China embassy bombing: Incompetence or conspiracy?
BRUSSELS -- Was it simply a gross error, an instance of sheer incompetence, or was NATO somehow tricked into bombing the Chinese Embassy in the capital of Yugoslavia?
How could the combined intelligence sources of the world's strongest military alliance have mistaken a large diplomatic mission, fenced off in ample grounds, with brass plate on the gate and fluttering national flag?
Diplomats from NATO countries sipped cocktails in the embassy reception rooms that were gutted by alliance munitions.
Amid profuse apologies at the weekend, NATO briefers ruffled at the suggestion that they might have used "an old map."
There were plenty of sources of good intelligence, they insisted, without admitting they have eyes on the ground as well as sharp-eyed satellites in space. But of all the buildings in Belgrade that could have been bombed in error, what amazing coincidence drew NATO guided bombs with unerring accuracy to the embassy of the country that may hold the key to Yugoslavia's ultimate political isolation?
The United States, apparently admitting its aircraft were involved, issued a statement on Sunday saying neither pilot nor mechanical error was to blame.
It was "faulty information" which was not detected in the target validation process and "an anomaly that is unlikely to occur again."
That would appear to indicate a basic if monumental error, an initial, gross targeting foul-up that slipped through the U.S. military's mesh of check-and-double-check procedures and sent NATO planes to the wrong address.
The statement did not go into what misled NATO targeters who "believed that the (Yugoslav) Federal Directorate of Supply and Procurement was at the location that was hit."
It did not say which of the 19 NATO allies, if any other than the United States, was involved in providing information that turned out to be so dramatically "faulty."
An earlier statement from NATO's Allied Command Europe, issued in the middle of the European night by the staff of NATO Supreme Commander General Wesley Clark, said the intended target was the "weapons warehouse" of the procurement office.

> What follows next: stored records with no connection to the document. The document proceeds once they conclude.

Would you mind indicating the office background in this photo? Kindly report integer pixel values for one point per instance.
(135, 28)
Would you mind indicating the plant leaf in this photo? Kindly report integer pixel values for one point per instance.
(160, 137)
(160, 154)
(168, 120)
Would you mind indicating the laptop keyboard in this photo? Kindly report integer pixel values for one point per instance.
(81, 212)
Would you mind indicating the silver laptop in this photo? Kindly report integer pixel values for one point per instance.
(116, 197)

Could there be a hardened weapons bunker under the land that Belgrade sold to Beijing a few years ago for construction of its new embassy?

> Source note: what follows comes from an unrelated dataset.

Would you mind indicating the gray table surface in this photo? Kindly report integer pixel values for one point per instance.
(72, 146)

Could NATO have known about the bunker but somehow failed to register that an embassy made it impossible to strike?
NATO has not divulged what sort of munitions were used or what plane delivered them. If they were deep penetration "bunker-buster" bombs, perhaps the intended target was more than a five-story embassy compound.
A Turkish newspaper on Sunday reported that Serbian national intelligence had moved equipment into the embassy 10 days ago, possibly to receive intelligence from China that would help Serbia defend its military against NATO attacks.
Could NATO have decided it must destroy this link even at the risk of killing civilians and derailing diplomacy?
A cloak of national security has been thrown over the incident, and as long as it remains such questions and speculations are unlikely to receive answers. But the dagger of investigative reporting is barely out of its sheath.
"We are as mystified as you are," said a NATO official. "Everyone is searching for a satisfactory explanation. But no one knows if we'll ever have it."
Both the statement from Clark's command and that in the name of U.S. Secretary of Defense William Cohen and CIA Director George Tenet were issued with unusual speed, as befitted the diplomatic urgency.
The full investigation may not be over yet, and it cannot be excluded that new facts may emerge.
But on the basis of what has been made public so far it is difficult to imagine how a hostile agent could have tricked NATO into bombing the embassy of the one power whose consent NATO needs in the United Nations Security Council to encircle Yugoslav President Slobodan Milosevic.
Unless, that is, the hopeful conspirator was relying on the ally of incompetence.